New York Mayor Traveling To Central America To Tell Asylum Seekers Not To Come; While Chicago Says, You Won’t Like Winter
“New York’s Eric Adams will travel to Mexico, Ecuador and Colombia in a four-day trip this week,” reports AP (via the Sun-Times). That city “has absorbed almost 120,000 migrants over the past year, with hundreds still arriving daily in need of housing and employment.” Says the brash mayor, “We are at capacity. We’re going to tell them that coming to New York doesn’t mean you’re going to stay in a five-star hotel. It doesn’t mean that, the mere fact that you come here, you automatically are going to be allowed to work.”
Meanwhile, Chicago will “send a delegation to the Texas border with Mexico to meet with government officials and nongovernmental organizations, and give migrants a more realistic portrayal of what they might expect in Chicago. Cristina Pacione-Zayas, Mayor Johnson’s first deputy chief of staff, said the Texas border trip will be used, in part, to warn migrants about Chicago winters.”
Navy Pier Fundraiser Sets Record
“Navy Pier hosted its most successful gala fundraiser in its history as an independent nonprofit, raising more than $1.4 million and drawing more than 600 guests [to its] event, ‘A Legacy ExPIERience,’ [which also] celebrated the contributions made to the ‘People’s Pier’ by its cultural partner Chicago Shakespeare Theater and business and civic leader William ‘Bill’ Brodsky,” reports Crain’s.
Shedd Researchers Document Mass Coral Mortality In Florida
“Shedd Aquarium researchers recently returned from a trip to the Florida Keys and Dry Tortugas to monitor how corals are responding to record-high ocean temperatures, and what they discovered was unprecedented. Across seventy-six sites, around ninety-to-ninety-five percent of corals showed signs of extreme bleaching—and many endangered species were nearly all dead. Many of the corals that were vibrant and healthy just a few months prior are now stark white or covered in algae.” More on Shedd and corals here.
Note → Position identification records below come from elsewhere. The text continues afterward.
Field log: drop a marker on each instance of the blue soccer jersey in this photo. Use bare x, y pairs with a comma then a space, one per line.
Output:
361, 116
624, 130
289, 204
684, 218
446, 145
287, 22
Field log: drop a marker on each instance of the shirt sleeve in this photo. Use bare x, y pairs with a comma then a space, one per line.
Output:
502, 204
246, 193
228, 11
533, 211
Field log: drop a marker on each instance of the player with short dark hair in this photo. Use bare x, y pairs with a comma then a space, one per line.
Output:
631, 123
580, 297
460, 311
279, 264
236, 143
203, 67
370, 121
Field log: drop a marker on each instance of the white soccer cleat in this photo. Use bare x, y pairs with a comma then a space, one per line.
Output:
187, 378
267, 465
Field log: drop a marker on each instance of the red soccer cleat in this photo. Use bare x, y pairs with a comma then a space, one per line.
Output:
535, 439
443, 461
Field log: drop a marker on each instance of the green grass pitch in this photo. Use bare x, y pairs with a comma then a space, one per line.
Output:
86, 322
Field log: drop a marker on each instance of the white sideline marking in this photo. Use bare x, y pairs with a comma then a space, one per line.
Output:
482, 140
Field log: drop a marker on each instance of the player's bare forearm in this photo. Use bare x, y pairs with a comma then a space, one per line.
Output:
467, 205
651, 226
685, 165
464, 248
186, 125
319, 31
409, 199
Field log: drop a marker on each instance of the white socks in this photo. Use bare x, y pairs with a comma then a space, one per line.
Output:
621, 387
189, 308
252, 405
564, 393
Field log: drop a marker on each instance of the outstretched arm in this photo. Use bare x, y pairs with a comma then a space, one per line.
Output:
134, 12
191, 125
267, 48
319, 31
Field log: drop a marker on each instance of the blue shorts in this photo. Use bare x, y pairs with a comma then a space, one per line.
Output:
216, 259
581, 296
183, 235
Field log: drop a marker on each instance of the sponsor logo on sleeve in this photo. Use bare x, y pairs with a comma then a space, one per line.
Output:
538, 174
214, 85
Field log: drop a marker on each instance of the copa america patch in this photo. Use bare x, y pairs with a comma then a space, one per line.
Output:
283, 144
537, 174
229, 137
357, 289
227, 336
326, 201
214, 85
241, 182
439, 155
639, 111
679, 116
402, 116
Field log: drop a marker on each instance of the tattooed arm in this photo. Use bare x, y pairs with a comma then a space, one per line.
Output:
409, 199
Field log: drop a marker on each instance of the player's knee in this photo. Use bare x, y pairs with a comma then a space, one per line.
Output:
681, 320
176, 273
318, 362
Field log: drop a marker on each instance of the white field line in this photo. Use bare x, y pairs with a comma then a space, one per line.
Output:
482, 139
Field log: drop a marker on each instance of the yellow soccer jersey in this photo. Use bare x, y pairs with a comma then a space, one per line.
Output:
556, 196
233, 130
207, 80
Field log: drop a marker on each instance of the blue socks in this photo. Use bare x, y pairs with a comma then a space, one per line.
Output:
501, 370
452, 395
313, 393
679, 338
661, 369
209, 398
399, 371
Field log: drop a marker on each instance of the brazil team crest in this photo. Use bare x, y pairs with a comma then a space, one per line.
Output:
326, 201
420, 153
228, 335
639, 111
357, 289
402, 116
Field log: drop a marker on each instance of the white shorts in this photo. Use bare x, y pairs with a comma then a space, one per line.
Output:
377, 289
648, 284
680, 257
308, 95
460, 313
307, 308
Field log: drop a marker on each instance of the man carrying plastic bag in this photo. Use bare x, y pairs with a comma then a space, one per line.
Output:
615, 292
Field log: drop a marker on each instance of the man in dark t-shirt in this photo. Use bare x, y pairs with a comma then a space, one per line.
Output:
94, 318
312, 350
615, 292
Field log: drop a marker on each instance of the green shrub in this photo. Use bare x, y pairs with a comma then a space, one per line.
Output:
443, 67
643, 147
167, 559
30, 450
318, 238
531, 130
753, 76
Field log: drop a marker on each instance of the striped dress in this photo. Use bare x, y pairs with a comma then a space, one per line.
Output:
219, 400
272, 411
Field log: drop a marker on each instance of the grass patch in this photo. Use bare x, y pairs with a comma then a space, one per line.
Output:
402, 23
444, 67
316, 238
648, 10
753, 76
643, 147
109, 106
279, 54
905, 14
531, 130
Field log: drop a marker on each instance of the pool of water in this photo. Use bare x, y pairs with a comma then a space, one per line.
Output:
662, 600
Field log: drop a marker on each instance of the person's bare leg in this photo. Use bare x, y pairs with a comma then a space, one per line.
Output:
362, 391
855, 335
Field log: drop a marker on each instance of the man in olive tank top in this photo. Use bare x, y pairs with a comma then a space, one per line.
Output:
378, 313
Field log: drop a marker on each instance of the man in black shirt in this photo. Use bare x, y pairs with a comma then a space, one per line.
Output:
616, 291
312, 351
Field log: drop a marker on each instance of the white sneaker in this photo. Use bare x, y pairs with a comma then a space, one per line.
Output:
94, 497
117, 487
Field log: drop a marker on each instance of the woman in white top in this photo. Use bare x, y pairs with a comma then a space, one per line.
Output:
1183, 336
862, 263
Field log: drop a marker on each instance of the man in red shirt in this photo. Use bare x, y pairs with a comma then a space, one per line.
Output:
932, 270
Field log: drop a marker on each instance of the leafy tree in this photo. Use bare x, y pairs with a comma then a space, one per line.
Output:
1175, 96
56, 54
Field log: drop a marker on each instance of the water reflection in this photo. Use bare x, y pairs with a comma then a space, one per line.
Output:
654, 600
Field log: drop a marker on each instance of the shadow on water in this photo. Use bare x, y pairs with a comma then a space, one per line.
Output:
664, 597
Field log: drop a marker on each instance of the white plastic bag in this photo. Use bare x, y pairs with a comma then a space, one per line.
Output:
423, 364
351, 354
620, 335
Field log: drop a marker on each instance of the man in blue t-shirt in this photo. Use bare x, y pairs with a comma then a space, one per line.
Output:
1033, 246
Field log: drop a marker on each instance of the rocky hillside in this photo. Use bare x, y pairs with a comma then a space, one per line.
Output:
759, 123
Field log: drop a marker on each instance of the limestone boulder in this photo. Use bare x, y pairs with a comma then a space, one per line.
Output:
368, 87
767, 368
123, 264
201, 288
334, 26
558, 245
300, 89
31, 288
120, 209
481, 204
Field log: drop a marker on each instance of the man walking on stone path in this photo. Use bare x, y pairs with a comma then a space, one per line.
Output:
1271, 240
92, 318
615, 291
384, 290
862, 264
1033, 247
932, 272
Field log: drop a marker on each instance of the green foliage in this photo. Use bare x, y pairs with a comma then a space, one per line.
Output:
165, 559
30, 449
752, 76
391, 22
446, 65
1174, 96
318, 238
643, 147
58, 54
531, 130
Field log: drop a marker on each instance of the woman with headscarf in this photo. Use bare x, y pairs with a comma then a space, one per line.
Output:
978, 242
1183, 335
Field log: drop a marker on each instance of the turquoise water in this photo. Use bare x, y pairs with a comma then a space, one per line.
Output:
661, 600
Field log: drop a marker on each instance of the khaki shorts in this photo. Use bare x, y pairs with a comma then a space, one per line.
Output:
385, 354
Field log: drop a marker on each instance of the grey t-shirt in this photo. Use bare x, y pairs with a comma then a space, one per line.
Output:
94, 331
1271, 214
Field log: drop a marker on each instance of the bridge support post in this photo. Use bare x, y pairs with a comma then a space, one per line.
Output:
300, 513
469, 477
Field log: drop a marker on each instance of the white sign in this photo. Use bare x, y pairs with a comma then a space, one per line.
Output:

A Midwestern Future Without Coal
“The fossil fuel defined economies and local traditions,” reports Grist. But “coal isn’t king anymore… in the Midwest, where coal plants face an uncertain future. All across the region, villages, cities and towns are reckoning with what climate change will mean for coal, not just as an energy source but as a cultural icon in America’s heartland. Despite feelings of pride in coal-dependent communities, coal is still one of the most carbon-intensive fossil fuels, sickening people and polluting waterways. Some populations look at the end of coal not with nostalgia but with relief. But for all of them, one question remains: What does a world without coal look like?”
TSA Confiscates Loaded Firearms At Record Rate
“The Transportation Security Administration said it intercepts nearly twenty unauthorized guns per day at checkpoints nationwide, putting the agency on track to break its annual firearms record,” reports ABC News. “TSA has found more than 5,000 firearms at airport security checkpoints” this year, “where guns are not permitted. Last year, the agency prevented a record 6,542 firearms from getting onboard… In just the third quarter of this year alone, TSA officers stopped more than 1,800 firearms in carry-on—ninety-four percent of which were loaded.”